Victor Hugo and the Romantic Drama

Description

251 pages
Contains Photos, Bibliography, Index
$60.00
ISBN 0-8020-4322-4
DDC 842.7

Year

1998

Contributor

Reviewed by David E. Kemp

David E. Kemp, a former drama professor at Queen’s University, is the
author of The Pleasures and Treasures of the United Kingdom.

Review

Although he is best known for his novels and poetry, Victor Hugo wrote a
number of romantic dramas that essentially overturned French
neoclassical theatre in the 1830s and made a significant contribution to
the techniques of mid–19th-century stagecraft. Halsall’s book, the
first complete treatment of Hugo’s plays to appear in English,
supplements the recent semiotic discoveries of noted French critics by
offering a rhetorical analysis of Hugo’s dramatic theory and practice.
The book offers a history, plot summary, and detailed analysis of all
the dramas from Cromwell and Torquemada to the juvenilia and the epic
melodramas, Les Burgraves.

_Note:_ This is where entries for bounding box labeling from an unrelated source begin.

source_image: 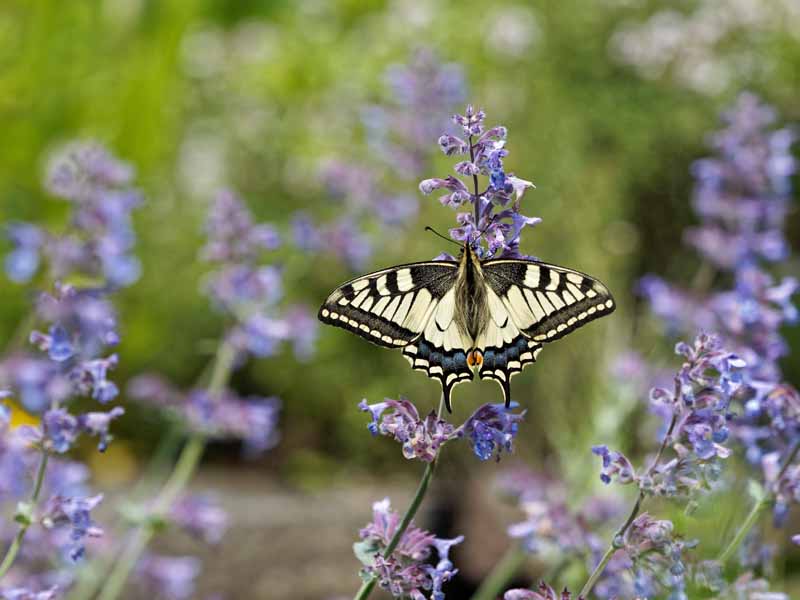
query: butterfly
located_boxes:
[319,244,616,411]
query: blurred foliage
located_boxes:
[0,0,800,536]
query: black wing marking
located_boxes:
[476,259,615,406]
[318,261,458,348]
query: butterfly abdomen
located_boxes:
[454,250,490,342]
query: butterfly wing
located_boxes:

Halsall also examines the nature of Hugo’s
practical experiments in staging, the critical response to his dramatic
work, and the ultimate place of that work in the context of French
theatre and the neoclassical genres of comedy and tragedy it supplanted.
Halsall’s well-written, comprehensive, and thoroughly researched study
is a welcome addition to the literature on 19th-century theatre.